Every day, new cybersecurity threats emerge that pose significant risks to public sector and government organisations. The use of ransomware is no longer the preserve of sophisticated, tech-savvy cyber-criminals or hackers, but is openly touted and sold, available to download on the dark web for as little as the price of a pint.
State actors and authoritarian geopolitical competitors emerge and re-emerge on the threat landscape, creating challenges for organisations and governments when it comes to protecting citizens’ privacy, public service delivery and critical national infrastructure.
The coronavirus pandemic has precipitated the beginning of a work-from-anywhere culture that exacerbates cybersecurity issues and places increasing demands on teams working to maintain cyber-safety and resilience. Meanwhile, the digital skills gap places huge strain on institutions looking to secure their networks and data.

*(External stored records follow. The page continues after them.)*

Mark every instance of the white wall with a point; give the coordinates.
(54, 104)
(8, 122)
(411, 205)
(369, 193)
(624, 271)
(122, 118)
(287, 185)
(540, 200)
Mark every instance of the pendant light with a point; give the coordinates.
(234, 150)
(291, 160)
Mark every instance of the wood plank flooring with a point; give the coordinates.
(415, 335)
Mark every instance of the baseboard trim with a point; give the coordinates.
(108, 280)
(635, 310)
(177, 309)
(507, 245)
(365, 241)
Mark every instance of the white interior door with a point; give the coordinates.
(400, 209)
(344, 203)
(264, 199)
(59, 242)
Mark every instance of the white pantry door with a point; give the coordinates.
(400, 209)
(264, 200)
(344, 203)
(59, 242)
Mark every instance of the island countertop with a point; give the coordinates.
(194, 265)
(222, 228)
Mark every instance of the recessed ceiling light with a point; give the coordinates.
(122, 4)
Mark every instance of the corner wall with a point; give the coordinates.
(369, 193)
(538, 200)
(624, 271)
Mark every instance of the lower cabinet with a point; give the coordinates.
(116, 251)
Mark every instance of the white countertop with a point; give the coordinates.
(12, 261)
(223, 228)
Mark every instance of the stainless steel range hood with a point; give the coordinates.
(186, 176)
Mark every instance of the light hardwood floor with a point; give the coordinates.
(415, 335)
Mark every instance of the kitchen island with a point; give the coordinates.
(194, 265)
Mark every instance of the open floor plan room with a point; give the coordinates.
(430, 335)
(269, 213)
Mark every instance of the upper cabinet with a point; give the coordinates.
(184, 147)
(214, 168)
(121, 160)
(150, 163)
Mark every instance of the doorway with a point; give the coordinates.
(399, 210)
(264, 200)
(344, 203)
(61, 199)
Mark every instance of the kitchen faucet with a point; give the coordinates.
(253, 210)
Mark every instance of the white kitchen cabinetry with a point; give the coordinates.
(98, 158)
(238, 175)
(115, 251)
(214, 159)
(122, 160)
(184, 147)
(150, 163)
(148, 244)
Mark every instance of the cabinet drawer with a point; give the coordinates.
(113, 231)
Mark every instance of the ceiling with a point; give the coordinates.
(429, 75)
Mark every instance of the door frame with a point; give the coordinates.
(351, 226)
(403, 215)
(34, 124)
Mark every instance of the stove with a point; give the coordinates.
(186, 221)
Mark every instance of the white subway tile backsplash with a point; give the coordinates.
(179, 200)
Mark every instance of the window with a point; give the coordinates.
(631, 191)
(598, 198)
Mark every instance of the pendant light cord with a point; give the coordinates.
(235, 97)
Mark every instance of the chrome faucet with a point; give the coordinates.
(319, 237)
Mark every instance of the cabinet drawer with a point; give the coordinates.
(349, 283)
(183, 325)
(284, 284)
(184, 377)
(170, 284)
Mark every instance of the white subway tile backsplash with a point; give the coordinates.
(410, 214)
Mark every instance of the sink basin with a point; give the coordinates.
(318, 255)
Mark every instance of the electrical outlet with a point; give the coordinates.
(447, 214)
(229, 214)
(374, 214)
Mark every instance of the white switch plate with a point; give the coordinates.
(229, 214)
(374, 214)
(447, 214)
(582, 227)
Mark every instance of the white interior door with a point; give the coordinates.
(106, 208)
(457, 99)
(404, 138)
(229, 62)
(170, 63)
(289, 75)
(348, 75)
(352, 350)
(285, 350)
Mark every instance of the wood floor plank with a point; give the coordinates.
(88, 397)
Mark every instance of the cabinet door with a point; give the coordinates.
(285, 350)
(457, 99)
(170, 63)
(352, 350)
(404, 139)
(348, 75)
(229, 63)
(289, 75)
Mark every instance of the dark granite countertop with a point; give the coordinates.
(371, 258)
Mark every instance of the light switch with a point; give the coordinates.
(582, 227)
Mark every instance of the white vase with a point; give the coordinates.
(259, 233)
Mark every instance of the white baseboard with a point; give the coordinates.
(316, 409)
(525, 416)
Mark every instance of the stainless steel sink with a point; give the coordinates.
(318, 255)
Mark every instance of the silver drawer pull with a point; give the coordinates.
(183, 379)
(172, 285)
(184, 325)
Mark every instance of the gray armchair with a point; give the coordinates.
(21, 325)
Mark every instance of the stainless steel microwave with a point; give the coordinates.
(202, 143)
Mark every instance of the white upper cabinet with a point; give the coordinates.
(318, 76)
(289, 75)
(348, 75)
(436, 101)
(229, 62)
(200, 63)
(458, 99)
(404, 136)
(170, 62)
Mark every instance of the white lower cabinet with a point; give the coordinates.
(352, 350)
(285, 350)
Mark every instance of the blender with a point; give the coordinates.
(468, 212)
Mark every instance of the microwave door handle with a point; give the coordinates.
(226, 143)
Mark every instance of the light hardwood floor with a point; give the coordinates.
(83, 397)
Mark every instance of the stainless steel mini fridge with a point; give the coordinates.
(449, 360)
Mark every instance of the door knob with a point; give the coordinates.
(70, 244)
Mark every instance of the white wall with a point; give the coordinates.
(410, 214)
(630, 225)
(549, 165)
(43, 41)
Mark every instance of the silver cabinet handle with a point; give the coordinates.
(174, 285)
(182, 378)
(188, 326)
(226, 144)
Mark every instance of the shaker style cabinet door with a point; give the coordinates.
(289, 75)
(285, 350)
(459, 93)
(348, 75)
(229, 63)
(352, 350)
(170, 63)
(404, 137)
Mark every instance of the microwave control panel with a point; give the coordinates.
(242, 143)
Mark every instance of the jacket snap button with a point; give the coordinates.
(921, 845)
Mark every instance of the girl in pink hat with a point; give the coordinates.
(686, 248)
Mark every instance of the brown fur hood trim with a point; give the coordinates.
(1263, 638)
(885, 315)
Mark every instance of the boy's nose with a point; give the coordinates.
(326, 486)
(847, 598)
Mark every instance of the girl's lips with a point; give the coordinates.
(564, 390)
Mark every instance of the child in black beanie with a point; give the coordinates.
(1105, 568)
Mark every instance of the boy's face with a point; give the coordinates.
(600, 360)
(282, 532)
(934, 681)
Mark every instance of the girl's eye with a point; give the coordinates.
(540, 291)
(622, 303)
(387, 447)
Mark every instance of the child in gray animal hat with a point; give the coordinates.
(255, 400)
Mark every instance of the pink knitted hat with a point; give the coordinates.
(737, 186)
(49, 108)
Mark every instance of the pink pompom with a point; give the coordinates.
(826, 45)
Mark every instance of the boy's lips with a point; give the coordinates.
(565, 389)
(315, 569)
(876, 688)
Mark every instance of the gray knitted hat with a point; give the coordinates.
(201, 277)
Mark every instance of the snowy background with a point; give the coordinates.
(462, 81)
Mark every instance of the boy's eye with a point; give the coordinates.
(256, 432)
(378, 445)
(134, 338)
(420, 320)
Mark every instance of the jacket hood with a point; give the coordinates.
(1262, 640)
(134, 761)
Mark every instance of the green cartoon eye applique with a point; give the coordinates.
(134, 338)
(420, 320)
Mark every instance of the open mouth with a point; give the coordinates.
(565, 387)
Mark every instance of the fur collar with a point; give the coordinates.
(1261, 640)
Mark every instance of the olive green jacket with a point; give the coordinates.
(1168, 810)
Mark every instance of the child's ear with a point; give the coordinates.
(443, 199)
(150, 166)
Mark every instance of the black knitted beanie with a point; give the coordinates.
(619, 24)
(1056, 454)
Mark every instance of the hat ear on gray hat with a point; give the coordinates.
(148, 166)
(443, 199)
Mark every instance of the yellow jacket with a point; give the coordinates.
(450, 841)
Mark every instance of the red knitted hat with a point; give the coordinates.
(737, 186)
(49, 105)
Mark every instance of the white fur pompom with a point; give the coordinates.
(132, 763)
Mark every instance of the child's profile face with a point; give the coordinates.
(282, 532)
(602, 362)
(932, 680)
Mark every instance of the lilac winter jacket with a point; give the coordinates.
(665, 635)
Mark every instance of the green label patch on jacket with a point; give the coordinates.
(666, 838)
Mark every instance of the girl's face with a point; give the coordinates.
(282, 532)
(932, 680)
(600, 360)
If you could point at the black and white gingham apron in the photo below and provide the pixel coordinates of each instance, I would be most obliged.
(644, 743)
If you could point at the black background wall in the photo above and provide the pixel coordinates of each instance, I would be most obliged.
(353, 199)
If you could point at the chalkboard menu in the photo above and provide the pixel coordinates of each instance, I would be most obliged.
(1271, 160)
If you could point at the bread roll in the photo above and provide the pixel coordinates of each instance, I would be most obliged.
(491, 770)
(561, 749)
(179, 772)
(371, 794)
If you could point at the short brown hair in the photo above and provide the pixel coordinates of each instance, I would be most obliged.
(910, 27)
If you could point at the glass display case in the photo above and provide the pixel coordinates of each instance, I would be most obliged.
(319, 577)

To discuss the huge range of contemporary cyber challenges facing large organisations in an era of digital transformation, Chris Parker, MBE, Director for Government Strategy at Fortinet, talks about what’s at stake today, and how much has changed.
Spotlight: How did you develop your expertise in cyber security?
Chris Parker: I’ve been lucky enough to have had a really varied professional life. There’s my military background, involving big operations, then I went into construction as a chief operating officer, then I went into oil and gas exploration. But the common thread running all the way through my career has been the mitigation of that risk. I’m a risk mitigation expert. I’ve also led a number of businesses, with one of them in cyber, so I’ve been in that space for about seven years and have since joined Fortinet. This isn’t the usual route for a cybersecurity professional – which would probably involve doing computer programming at university and doing a masters afterwards – but it means I can see things from a slightly different perspective and, crucially, from a customers’ perspective, because I’ve worked in many roles across a range of sectors.
What are the biggest cyber threats to public sector and government institutions in the UK at the moment?
Firstly, the ransomware threat is getting worse because of automation. It’s getting much easier for both experienced and beginner threat actors to use and engage in cybercrime. If the cybercriminals are using automated technology, then we – the good guys – have got to step up with automated technology to keep them at bay.
There’s ‘push and shove’. It’s almost like a seesaw between what we’ve got coming at us on the one hand – complex cyber threats – and on the other hand, your resources, your kit, your money, your risk appetite, and crucially your people all helping counter-balance that seesaw.
If you’re a well-known bank or financial institution you’re probably putting significant resources into mitigating risk. But the public sector usually has fewer resources, money is obviously more scrutinized and there’s slightly less agility. So, there’s a compelling need to keep that seesaw balanced in their favour, and the way to do that is to make sure you’re using the very latest technology to add extra weight to the seesaw. Where you can’t employ 50 expensive analysts and get a load of new hardware all the time, you’ve got to use the very best automated technology to keep that balance tipped in your favour.
What kinds of technology can be put to use to mitigate these threats?
Because Fortinet is the number one cybersecurity company in the world, we have the largest collective memory in the industry which enables the best data for threat analysis in the world.
We look at dangers in real time, collecting huge amounts of data on the ever-evolving cyber landscape and cyber threat actors. Unfortunately, we’re seeing a significant increase in automated ransomware and the rise of so-called ‘ransomware as a service’, in which people are hiring tools and people on the dark web to help them to easily launch attacks.
The challenge is to offer solutions that can counter these threats. In an age of digital transformation and the rise of a work-from-anywhere culture the challenge is greater than it’s ever been.
How has digital acceleration affected the cybersecurity space?
An unexpected phenomenon that the pandemic triggered was the acceleration of digital initiatives. With a largely 100 per cent virtual workforce, organisations across the board embraced digital technologies as the way to combat the disruption caused. Unfortunately, the bad guys really upped their game in response to that and subsequently we saw a marked increase in cyber attacks. Regrettably, it is another new day, another threat vector in this world.
However, there’s a lot that we can do and a lot that we’ve already done. Much is about upskilling the workforce because it’s not just IT teams that need to be plugged into these threats but the whole organisation from top to bottom. Cyber security awareness training is an absolute must, along with implementing tools like two-factor authentication and ‘zero trust’ policies.
More broadly, on a less granular level, we’re lucky enough that the government is very much aware of the challenges facing organisations and the role that cybersecurity must play. Fortinet is fully on board with the UK government’s Cybersecurity Strategy, and we share our data with the Cyber Threat Alliance and our threat research eco-system. It’s all part of a one nation approach to threat mitigation. We’re not hoarding our knowledge and resources for ourselves – it’s extremely collaborative.
Fortinet’s primary objective is to make possible a digital world that we can always trust through its mission to protect people, devices, and data everywhere. That’s our purpose and we’re working in partnership with government and with others in the industry to counter the ongoing cyber threat.